The threat of nuclear annihilation didn't keep the Chinese out of the Korean War. And the Chinese flooding into the Korean peninsula didn't see the US nuking China, despite MacArthur's plans (and MacArthur's plans weren't exactly palatable to DC either; aside from nuclear war, he wanted to lay down a strip of radioactive cobalt along the width of the Korea peninsula to guard South Korea). The US hasn't used nukes to safeguard any nation's sovereignty even to this day either, so who exactly in DC would be willing to risk WWIII or normalise nuclear warfare over a sparsely populated, landlocked Central Asian theocracy with barely any ties, economic, historic, or demographic to the US?
 

kernals12

Banned
The threat of nuclear annihilation didn't keep the Chinese out of the Korean War. And the Chinese flooding into the Korean peninsula didn't see the US nuking China, despite MacArthur's plans (and MacArthur's plans weren't exactly palatable to DC either; aside from nuclear war, he wanted to lay down a strip of radioactive cobalt along the width of the Korea peninsula to guard South Korea). The US hasn't used nukes to safeguard any nation's sovereignty even to this day either, so who exactly in DC would be willing to risk WWIII or normalise nuclear warfare over a sparsely populated, landlocked Central Asian theocracy with barely any ties, economic, historic, or demographic to the US?
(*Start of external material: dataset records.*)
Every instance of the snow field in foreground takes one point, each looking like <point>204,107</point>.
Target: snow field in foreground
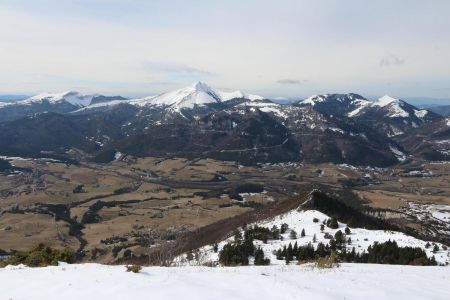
<point>350,281</point>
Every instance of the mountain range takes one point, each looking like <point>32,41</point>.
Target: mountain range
<point>200,121</point>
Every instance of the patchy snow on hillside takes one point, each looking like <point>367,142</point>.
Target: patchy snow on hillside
<point>349,281</point>
<point>72,97</point>
<point>310,221</point>
<point>399,154</point>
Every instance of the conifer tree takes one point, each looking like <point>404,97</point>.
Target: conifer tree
<point>293,235</point>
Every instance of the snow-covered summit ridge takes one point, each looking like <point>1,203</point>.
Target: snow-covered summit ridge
<point>349,98</point>
<point>73,97</point>
<point>197,94</point>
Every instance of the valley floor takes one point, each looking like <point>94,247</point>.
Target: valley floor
<point>349,281</point>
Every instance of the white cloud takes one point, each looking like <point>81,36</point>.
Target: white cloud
<point>391,60</point>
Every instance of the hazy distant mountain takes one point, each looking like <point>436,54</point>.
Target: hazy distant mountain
<point>199,121</point>
<point>12,98</point>
<point>443,110</point>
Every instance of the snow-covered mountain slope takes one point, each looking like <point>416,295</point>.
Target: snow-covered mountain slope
<point>349,281</point>
<point>336,104</point>
<point>72,97</point>
<point>195,95</point>
<point>390,116</point>
<point>310,221</point>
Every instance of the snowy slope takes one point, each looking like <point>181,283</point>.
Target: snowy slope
<point>197,94</point>
<point>298,220</point>
<point>350,281</point>
<point>74,98</point>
We've certainly used the threat of nukes to do just that. That's the whole idea behind Mutually Assured Destruction.
 
Tibet would've been an independent nation. Unilateral annexation was, and is, a big no-no. That's why the Korean war happened.
Eh...that's not the real reason why the Korean War happened. The Korean War "happened" because the United States and NATO were attempting to block the expansion of the Soviet Union and its allies/satellite states. Note that the United States did not go in guns blazing when Idi Amin invaded Tanzania. Tibet, even if it were a pro-American independent state, would have been impossible to defend and probably would have been abandoned to its fate (albeit with a great deal of ideological grandstanding).